Illusion of the Missed Marriages I shows an elderly Lassnig with glasses, a bare torso, and a baby in her arms. She isn’t breast-feeding the child; it is just lying there, while Lassnig gazes upward with her mouth open, perhaps yearning. The baby is actually a grown man who needs to be mothered. It is not [her friend Louis] Popelin whom she cradles like a baby on her lap but Sergeant Frank Philips, one of the British soldiers who invaded Klagenfurt on May 8, 1945, and freed the city from Nazi rule. Another love story, another marriage proposal. Fifty years later, this potential missed marriage was also considered an illusion—yet her thoughts kept revolving around him, as journal entries made clear, from her years in
France in the 1960s to old age.

Like most of the men she fell in love with, she portrayed Philips several times. Another image from the series, Illusion of the Missed Marriages II from 1998, shows Lassnig lifting up a casually stretched man, who is smoking. She almost seems to collapse under his weight. Men are exhausting. With much irony and humor, she not only confronted her own yearnings, which she considered illusory but also the needy men she felt she had to nurture, nourish, and care for like babies.

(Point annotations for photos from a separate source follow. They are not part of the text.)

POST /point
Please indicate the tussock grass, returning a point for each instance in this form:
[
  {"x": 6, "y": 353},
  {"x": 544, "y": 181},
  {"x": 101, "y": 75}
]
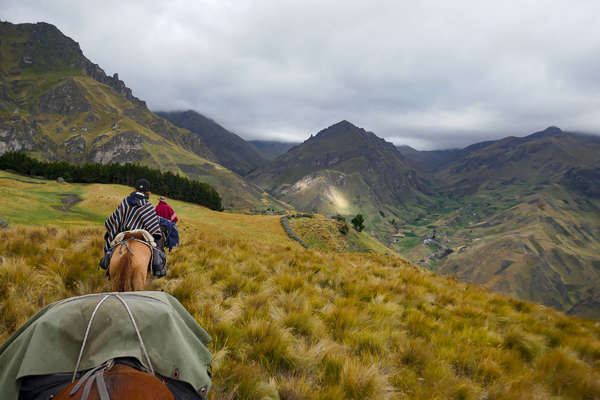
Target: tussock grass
[{"x": 291, "y": 323}]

Maria Lassnig and her Selbsporträt mit Stab (Self Portrait with Stick), 1971, Avenue B, East
Village, New York, 1974. Image from the Archive of the Maria Lassnig Foundation. Photo: Maria Lassnig.

Even though at the age of 80 she knew it was about illusions, she would never be so hard-nosed as to deny her yearnings: “I am moved to tears when a child caresses me or a cat snuggles with me, and I’m so sorry for every kiss I did not give.” Although she made fun of herself and the men in the illusion paintings, she also saw these works as a kind of homage to her former marriage candidates. “As I often spend ‘idle hours,’” she laughed, “thinking about how it could have been different, maybe I also have a bad conscience towards those men who would have wanted to marry me and I did not want to and so on. To make it up to them afterward, you know?” Another time she said she did not mourn the men who spurned her but the ones she gave walking papers. These are the ones she especially loved without their knowing: “My real sadness is for them.”

 

Lassnig remained friends with Popelin her entire life. When she traveled to Paris on a scholarship in the early 1950s, she contacted him, and when she lived in Paris in the 1960s, they strolled together through the famous Parisian antique markets. He came to her exhibition opening at the Centre Pompidou in 1995, as well as to Nantes in 1999, where the two almost octogenarians giggled and held hands like teenagers.

Lassnig never married. Art always came first. How ambivalent the situation was for her though is illustrated by a letter to her mother: “Concerning my extreme complexity, which tortures me and which will never let me take the simple path (that of the good marriage) beyond this I am always guided by a wise instinct, of which I still do not know whether it leads me to the highest peaks of art, into a good marriage or whether it lets me stay with you. Whatever happens, I want to make you a famous mother.”